1.ª - Tocar à campainha do vizinho e pedir-lhe para irmos à varanda dele para eu, num acto heróico, saltar da varanda para a outra, a nossa, entrar na janela do quarto da minha irmã, que deixou aberta, tirar a chave da minha Mãe da fechadura e salvar o dia, ou melhor, noite.

2.ª - Ir ao Sr Jorge, o marido da porteira, para que ele traga as suas ferramentas especiais para resolver o assunto.

3.ª - Solha frita com arroz e salada.

(ups, peço desculpa. A 3.ª foi retirada, por lapso, do menu da Tasca «O carapau». Peço imensa desculpa. Mas já agora aproveito para fazer publicidade. Bons pratos no Carapau, não é nada mau! Pois, a rima é parva. Mas foi o melhor que consegui arranjar. Até tinha pensado noutra, mas era um bocado ordináriazeca, e como isto é um blog sério e digno... bem, pelo menos tenta ser!)

Optámos pela primeira opção. Toquei, toquei, toquei, com a esperança de poder ter o meu momento heróico, mas o vizinho não estava em casa.

Fomos então experimentar a segunda opção. Também não tínhamos mais nenhuma! (ou pensam que a solha é mesmo uma opção? Já vos disse que fui eu que me enganei! Já agora, Tasca «O carapau», lá em casa até fazem sarau! Argh, outra rima parva...não largo o vício...)

A minha irmã lá desceu no elevador até à cave. Ouviram-se ladrares guinchantes de duas cadelas, as do Sr Jorge, e depois viram-se ele e a minha irmã no elevador.

O senhor Jorge viu a situação, pensou um pouquinho e tirou uma de algumas ferramentas que lá tinha. Uma super ferramenta, que dá pelo nome de coisa-bastante-simples-mas-que-eu-não-me-lembro-do-nome.

E, nessa altura, quando eu já estava desiludido de não ter tido o «meu momento», o Sr Jorge diz «Preciso de uma lanterna.». Aí fez-se luz, porque a única pessoa naquele corredorzinho que tinha uma lanterna era eu!

Com ar triunfante, dei o meu telemóvel ao Sr Jorge (sim, pensavam que eu ia ter uma lanterna a sério? Tenho uma no telemóvel e prontos! Pode não ser nada high-tech, mas pelo menos tem lanterna.
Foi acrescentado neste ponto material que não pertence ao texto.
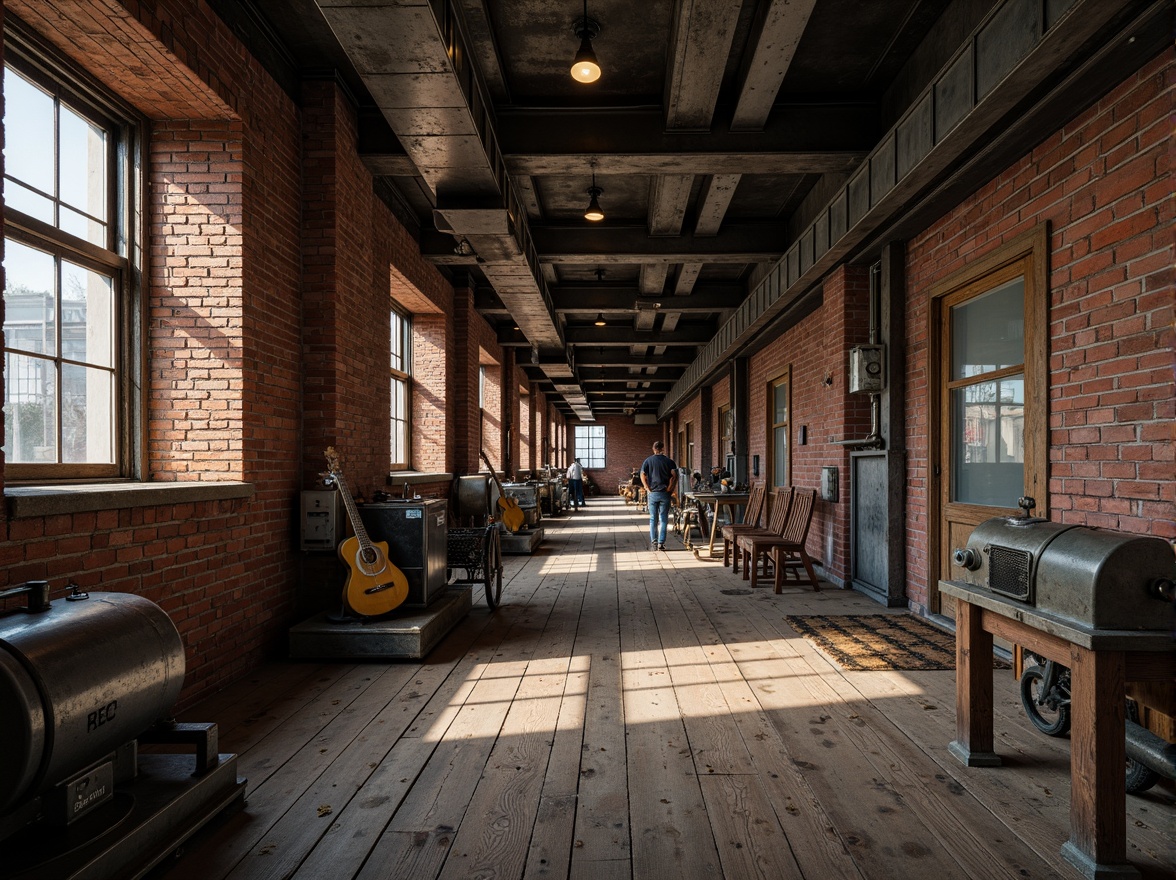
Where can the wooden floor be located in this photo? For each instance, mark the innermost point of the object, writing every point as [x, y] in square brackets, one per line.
[621, 715]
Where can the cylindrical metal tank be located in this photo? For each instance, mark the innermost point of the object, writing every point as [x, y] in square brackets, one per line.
[78, 681]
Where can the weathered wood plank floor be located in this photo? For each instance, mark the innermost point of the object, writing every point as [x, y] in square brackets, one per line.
[621, 717]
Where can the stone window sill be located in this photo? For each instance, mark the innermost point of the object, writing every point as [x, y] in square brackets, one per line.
[26, 501]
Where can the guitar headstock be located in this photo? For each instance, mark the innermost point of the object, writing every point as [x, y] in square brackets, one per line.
[332, 460]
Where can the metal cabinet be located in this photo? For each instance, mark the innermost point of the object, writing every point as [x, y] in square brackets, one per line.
[416, 532]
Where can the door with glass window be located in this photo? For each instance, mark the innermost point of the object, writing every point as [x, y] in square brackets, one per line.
[989, 434]
[779, 419]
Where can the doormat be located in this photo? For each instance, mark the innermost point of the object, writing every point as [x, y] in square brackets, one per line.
[881, 641]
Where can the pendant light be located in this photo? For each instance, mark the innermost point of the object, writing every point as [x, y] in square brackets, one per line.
[593, 212]
[585, 67]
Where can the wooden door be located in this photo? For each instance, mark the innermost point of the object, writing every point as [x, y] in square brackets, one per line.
[989, 430]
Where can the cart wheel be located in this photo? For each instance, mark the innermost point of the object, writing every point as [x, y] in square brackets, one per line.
[1140, 778]
[493, 568]
[1051, 714]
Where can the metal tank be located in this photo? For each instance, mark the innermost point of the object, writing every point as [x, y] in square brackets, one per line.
[78, 679]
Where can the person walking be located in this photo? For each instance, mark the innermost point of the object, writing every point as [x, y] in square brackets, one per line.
[576, 485]
[659, 475]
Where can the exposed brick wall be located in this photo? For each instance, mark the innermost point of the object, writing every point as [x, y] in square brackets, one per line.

Ora tomem!)

Passado algum tempo, depois de algum sangue, suor e lágrimas (exagero habitual), e com algum empenho e dedicação do Sr com a ferramenta, lá se ouviu a chave da minha Mãe a cair do outro lado da porta. Ficámos todos felizes, e o Sr Jorge deve ter-se sentido como um herói.

«o Sr Jorge é o maior!» exclamou o meu Pai.

Mas é claro que a glória não tinha sido só dele!

«Pois pois», retorqui eu, «mas se não fosse a minha lanterna, não tinha conseguido! Ah pois é!»

Afinal, ainda consegui ser um herói. Secundário, mas fui um herói!

Ah, e depois ainda fomos a tempo do malfadado concerto. E eu a pensar «Ei, se isto demorar muito não vamos a lado nenhum e eu vou poder fazer asneiras à vontade!». Mas afinal este insólito demorou pouquinho, cerca de 20 minutos, e ainda faltavam uns 10 para o concerto. Nessa altura pensei num palavrão, mas achei melhor guardá-lo para mim.

E foi isto o que se passou ontem. O que é que pensavam? Que eu tinha ido à Lua? Ou à procura de um tesouro, numa ilha longínqua?

Nããã, isto foi MUITO MELHOR QUE ISTO TUDO!

Ou talvez não.

Bom, minhas senhoras e meus senhores, muito bom dia, muito boa tarde, ou muito boa noite, segundo a hora que me tiverem lido!